Does it make it less real if we imagine the haunting? 

 

Shirley teaches you that perception is reality; haunting is not far from reality; haunting is allegorical, but sincerely real.

 

It doesn’t matter if you are haunted. It matters what is in your head. 

We Have Always Lived in the Castle, 2018

The Castle
We Have always lived 2018

The film stayed somewhat true to the plot. It tried to use the dialogue from the book. It tried to recreate the Castle. 

 

In the film, Constance was quite dressed up. Merricat looked frumpy. Constance was the perfect 1950s housewife; she presents absolutely perfectly domestic. Merricat appears strange. Constance wears bright colors while Merricat wears muted tones.
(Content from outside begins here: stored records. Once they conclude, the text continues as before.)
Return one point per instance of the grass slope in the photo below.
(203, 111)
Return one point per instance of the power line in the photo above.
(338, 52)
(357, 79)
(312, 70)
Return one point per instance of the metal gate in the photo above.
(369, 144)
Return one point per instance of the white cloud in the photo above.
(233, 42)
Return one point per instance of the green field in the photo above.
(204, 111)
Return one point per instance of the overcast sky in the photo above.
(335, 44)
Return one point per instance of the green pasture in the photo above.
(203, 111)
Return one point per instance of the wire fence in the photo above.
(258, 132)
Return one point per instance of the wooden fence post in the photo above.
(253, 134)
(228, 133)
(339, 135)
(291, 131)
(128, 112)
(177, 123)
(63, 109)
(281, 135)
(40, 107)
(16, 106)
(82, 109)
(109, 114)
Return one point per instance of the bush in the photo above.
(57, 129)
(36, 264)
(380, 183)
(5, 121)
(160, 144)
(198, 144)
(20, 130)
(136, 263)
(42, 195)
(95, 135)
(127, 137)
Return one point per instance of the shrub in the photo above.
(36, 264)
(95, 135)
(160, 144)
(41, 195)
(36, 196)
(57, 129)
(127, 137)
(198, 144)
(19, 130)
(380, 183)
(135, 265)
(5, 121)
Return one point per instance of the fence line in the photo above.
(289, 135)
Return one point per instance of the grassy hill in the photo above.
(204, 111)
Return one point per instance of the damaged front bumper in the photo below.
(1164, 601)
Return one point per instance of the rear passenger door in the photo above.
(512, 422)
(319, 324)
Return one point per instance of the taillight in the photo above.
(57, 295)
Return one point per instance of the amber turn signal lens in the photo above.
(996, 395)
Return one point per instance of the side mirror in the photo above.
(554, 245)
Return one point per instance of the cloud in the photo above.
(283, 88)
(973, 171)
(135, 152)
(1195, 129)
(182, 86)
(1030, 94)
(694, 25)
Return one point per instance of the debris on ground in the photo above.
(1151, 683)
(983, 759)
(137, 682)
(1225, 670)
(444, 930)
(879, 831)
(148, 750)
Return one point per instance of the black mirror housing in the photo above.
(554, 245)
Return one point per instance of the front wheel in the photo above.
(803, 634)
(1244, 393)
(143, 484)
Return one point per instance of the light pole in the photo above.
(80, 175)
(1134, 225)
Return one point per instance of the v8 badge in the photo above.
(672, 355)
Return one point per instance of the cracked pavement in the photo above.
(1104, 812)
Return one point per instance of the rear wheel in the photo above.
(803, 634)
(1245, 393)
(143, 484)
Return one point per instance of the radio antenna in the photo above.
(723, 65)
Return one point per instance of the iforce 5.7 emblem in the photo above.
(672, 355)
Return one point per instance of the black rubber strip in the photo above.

Merricat does not look like she belongs. Constance looks like she is in a fake world.

 

The film does not hold back on the heckling. The townspeople hate the Blackwood sisters.

 

But the film presents Merricat in a new way; more occult. She is much more haunted. It is like Hill House; in the film you fear the house, in the book you fear yourself. In the film you fear Merricat and her occult. You fear her father because the film makes it clear that he abused her. You fear all the things that you are supposed to fear. But in the book you fear the world; you fear others, humanity, if it can even be called that.

 

Strangely enough, the film also paints the camaraderie between Constance and Charles quite differently; they flirt incessantly. They make him much more of a villain; abusing Merricat. And Constance sides with Charles and does not support Merricat. These are not the sisters from the novel. Constance is lovestruck with her cousin. Eerie for sure, but veering from the point of the novel.

 

Merricat murders Charles in the novel. She becomes the legend that the children fear, she takes it upon herself to become such a villain. Constance could never kill Charles in the film. Charles lives in the novel because the sisters do not leave the Castle. They’re an unprovable legend; in the film you can prove their villanhood. 

 

The film is wonderful, eerie. It does not try too hard to be horror. It tries to be Shirley. But I must criticize, yet again, the mere fact that we are told to fear the wrong things. The legends. We should not fear the werewolf; we should fear humanity - those who hurt us and do us wrong. Merricat’s killing of Charles established an act of repentance on behalf of the townspeople, who do not deserve this credit.